My daughter Mia has had ITP since she was 12 months old, now she's almost 18 months. At her 12 month check up her count was at a 10. She's now sees a children's hematologist regularly. In the last 6 months her counts have been anywhere between 10-16. The lowest she ever got was a 7 and it lasted for a couple days. We have not treated her ITP yet still watch and wait method. Our hematologist said it does take some time for ITP to heal and 'cure'. She said about 40% of children recover in 6 months, while 60% in about 9 months, and 80% in one year. And even with that other 20% which still have ITP after a year, they still have a chance to recover as well. She said in what she's seen the other 20% of kids that have it after one year most recover within a year after (so 2 years). And the remainder 5% has chronic. And this is what she's seen in Minnesota. So I am just wondering if anyone has a child that has recovered how were the platelets going up? Mia's count was at a 20 today which to me is great. Is it like one day you're at a 10 and the next day you're at a 150 or does it gradually go up one month you'll be at a 20 the next at a 30-40? Hopefully I can get some answers.

It sounds like your hematologist is giving you correct facts. My daughter was diagnosed at 3.5 years old and now has had it for 20 months. We were given the same facts. We did treat because our doctor recommended it but over time I have learned that it is fine not to and I am comfortable with that. The thing with ITP is there is no answer and it is a waiting game for their body to self correct. We are in a trial study for a new drug released by GSK and it seems to work. I still have faith her body will one day fix all this. Hang in there, this is a great board that helps you feel like you are not alone and also most of us have tried about every treatment.

Jen

I've heard slightly different percentages from my son's haematologist (70-80% in the first six months, 25% of the remainder in the next six months, and then 10% of the remainder each year after that). However, the general trend is pretty much the same.

My son has had ITP for around 2 1/2 years now. He's had some pretty good increases after having viruses that seem to make his count bounce around a lot - sort of from 15 to 120 within a few days. Unfortunately, the bounces then seem to get smaller over time and eventually he returns to his normal of 0-20. My theory is that viruses distract his immune system somehow, but it doesn't work this way for everyone.

Looking at posts on this board, counts seem to climb in both ways - gradually and quickly. There are kids who dip and then return to normal after a few days or weeks, others whose counts climb very slowly. It seems to depends on the child.
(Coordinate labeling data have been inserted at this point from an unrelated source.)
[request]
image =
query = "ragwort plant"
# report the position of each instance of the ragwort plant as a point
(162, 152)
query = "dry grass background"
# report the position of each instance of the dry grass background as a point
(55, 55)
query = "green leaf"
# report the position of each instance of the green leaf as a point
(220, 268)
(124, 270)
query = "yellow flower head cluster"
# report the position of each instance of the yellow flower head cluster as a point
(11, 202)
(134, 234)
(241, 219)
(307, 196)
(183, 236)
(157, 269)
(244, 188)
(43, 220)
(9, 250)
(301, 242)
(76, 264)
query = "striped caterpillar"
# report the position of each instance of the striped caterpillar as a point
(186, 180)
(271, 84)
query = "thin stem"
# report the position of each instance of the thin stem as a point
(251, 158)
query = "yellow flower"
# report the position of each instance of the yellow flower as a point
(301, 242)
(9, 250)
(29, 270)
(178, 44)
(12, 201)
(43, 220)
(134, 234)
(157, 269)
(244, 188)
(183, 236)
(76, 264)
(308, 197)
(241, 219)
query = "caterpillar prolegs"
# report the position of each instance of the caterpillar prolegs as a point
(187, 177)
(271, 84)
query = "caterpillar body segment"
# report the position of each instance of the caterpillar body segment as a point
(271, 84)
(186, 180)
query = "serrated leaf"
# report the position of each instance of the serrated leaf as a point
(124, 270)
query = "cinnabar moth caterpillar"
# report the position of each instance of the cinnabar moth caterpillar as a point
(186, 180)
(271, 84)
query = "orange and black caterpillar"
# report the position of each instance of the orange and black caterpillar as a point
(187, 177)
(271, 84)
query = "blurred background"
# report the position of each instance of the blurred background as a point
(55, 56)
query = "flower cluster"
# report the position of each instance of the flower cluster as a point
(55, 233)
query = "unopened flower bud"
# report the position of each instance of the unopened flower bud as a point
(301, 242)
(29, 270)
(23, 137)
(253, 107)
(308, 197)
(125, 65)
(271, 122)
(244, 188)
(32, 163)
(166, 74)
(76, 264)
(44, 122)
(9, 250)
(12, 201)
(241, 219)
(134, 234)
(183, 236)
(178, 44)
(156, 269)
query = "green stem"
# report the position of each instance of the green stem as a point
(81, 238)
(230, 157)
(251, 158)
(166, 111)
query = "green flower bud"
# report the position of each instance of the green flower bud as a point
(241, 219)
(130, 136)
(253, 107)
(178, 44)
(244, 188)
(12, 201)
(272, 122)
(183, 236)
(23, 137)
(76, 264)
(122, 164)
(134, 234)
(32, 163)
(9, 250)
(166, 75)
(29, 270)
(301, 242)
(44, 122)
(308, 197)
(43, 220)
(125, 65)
Anything is possible......I still believe my son will just miraculously get better one day!

Ali

Like others have said, every child is different so it's difficult/impossible to talk about a "typical" path with ITP. My son, Brady, is coming up on 10 years since diagnosis - please don't let that depress you because I think he's one of the longest-running kids on this website. Anyway - we did treat at the beginning and had many up and down counts. I lose track of time, but I'd say that in the last 4-5 years he has only had one treatment a year on average and that's usally to do something active, like skiing or wakeboarding. Brady hasn't had a treatment in 18 months and his last count (Sept. '11) he was at 60k. Well after his last treatment and the accompanying platelet spike, his count was down to about 30k or so. Since then, his levels have increased VERY slowly and haven't fallen back down. Many kids bounce around even without treatment, but Brady has never done that. To me, it seems more encouraging when the counts increase on their own, without treatment.

Hang in there - I know it's really frustrating and scary in the beginning. Hopefully Mia will recover soon and this will be a distant memory. If it takes a little longer, know that many kids live full, active lives while they're dealing with this. And, like Ali, I still believe that my son will get better one day!

I have wondered the same thing myself, about what platelet count trends we should be seeing in someone who is recovering. Like most of the others have mentioned it's different for everyone. My daughter is also Mia and she is 6, she has had ITP for 3 months. She started with a count of 0/1 and after not responding to two treatments of IVIG she responded to steroids with a count of 143. Her counts bottomed out when they pulled steroids completely so we have gone in for weekly cbcs with a stepping down of dosing, first 1/2 tsp every day one week, to every other day for a couple weeks, to every third day for a couple weeks and now nothing. Her counts went down each time we stepped down the dose, but then would rise again so her team felt comfortable making the next change, her last count was 141 a week off of steroids completely. We even got a week off from the lab last week, but the lab visit after school today should give us a better idea of what is going on for our daughter, I'm keeping my fingers crossed.